Din inanç devrimidir
Şirk kavramının da bizzat dinden olan bir tanım olduğunu söyleyen Kaya, “Bunlar din dışı olan tanımlar değildir. Din eğitimleri verilirken, maalesef çarpıtılan en önemli kavramlar bunlar olduğu için insanlara bir mantalite çarpıtılması yaşatıldı. Her şey tersine dönüştürüldü. Bizatihi dini içinden kavramlardır bunlar. Bu bağlamda din toplumsal, doğal, kurumsallaşmamış, markalaşmamış, iktidarcılığa ve tahakküme karşı insanlığın değişmez ortak evrensel ahlaki değerlerinin adıdır. Din yani inanç devrimidir” dedi.
İslami sol ile kendim olarak yozlaşmadan yan yana geleceğim bir yapıdır.
İslami sol yapı ile yan yana gelebileceğim bir yapıdır diyen Prof. Dr. Yüksel Taşkın, eşitsizlik üreten sisteme karşı ancak, ”devletin etrafındaki iktidarı talep etmeyen, onu belki de karşısına alan sivil alanda konumlanan, bu devlet mekanizmasının karşısında, oradan koparak, özerkleşerek, konumlanarak, inandığınız hayatı, sivil alanda elinizden geldiği kadar inşa etmeye çalışarak var olursanız ancak bu çözülebilecek bir şeydir. İnandığınız hayatı sivil alanda kurmaya çalışıp ısrarla bunu savunmaktan vazgeçmediğimizde ve bizden farklı insanlarla da ortaklaşarak dayanışmayı öğrendiğimizde bu sistem bozulacaktır.
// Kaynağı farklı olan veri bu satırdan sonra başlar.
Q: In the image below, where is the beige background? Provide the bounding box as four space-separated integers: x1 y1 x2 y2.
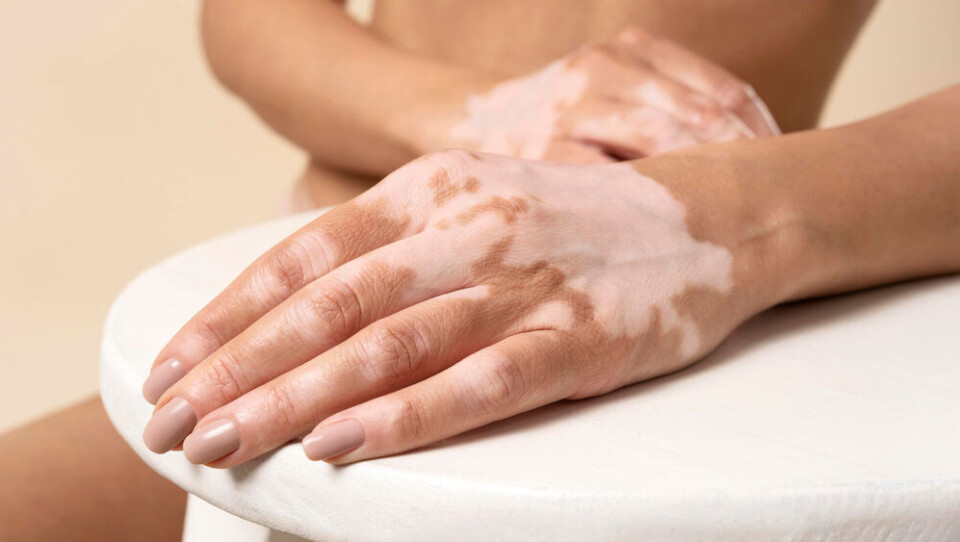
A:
1 1 958 433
Devletçi, milletçi sistem eşitsizlik üreten bir sistemdir. Buna karşı konumlanan İslami sol ile yozlaşmadan uzlaşabileceğim kendim olarak yan yana gelebileceğim bir yapıdır” dedi.
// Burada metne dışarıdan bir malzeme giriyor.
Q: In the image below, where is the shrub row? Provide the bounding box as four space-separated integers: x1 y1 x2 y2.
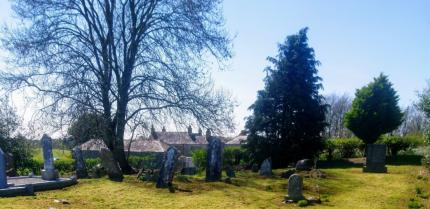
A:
322 134 424 160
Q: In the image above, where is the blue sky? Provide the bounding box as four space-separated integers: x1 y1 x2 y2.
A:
0 1 429 134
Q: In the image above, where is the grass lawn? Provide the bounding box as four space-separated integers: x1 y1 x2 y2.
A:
32 148 72 162
1 160 429 209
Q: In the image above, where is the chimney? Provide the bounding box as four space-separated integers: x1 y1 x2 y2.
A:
151 125 158 139
162 126 166 132
198 128 203 136
188 125 193 136
206 128 211 141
Bardağın dolu tarafını görebilirsek ve aramızda bir dostluk ve insan sıcaklığı doğabilir
Geçmiş tarihlerde İslam ve solu bir araya getirmek için konferanslara ve etkinliklere katıldığını söyleyen Prof. Dr. Hayri Kırbaşoğlu’nun konuşmasından bazı satır başları şöyle:
Egemenler tarih boyunca daima dini kullanmıştır. Bu tespit çok çok önemli bir tespit. Çünkü dinin yeryüzüne insanlığa, adalet, eşitlik, özgürlük, mutluluk getirmesi gerekirken, dinin yeryüzünde kan göz yaşı yıkım ve pek çok felakete yol açması aslında bu egemen sınıfların bunu araçsallaştırmasını ve iktidarlarını sürdürmek için gerekirse işi sömürgeciliğe, emperyalizme vardıracak kadar ilerletebilmesi sayesinde mümkün olmuştur. Tarih boyunca pek çok örnekleri vardır. Burada İslam ve sol iki kavram bir araya geldi. Türkiye’de de Dünya’da da pek bir araya gelmiyor, ülkenin bulunduğu sosyolojik, ekonomik ve politik açıdan bulunduğu bu ortamda tam zamanında bir araya gelmesi oldukça anlamlı.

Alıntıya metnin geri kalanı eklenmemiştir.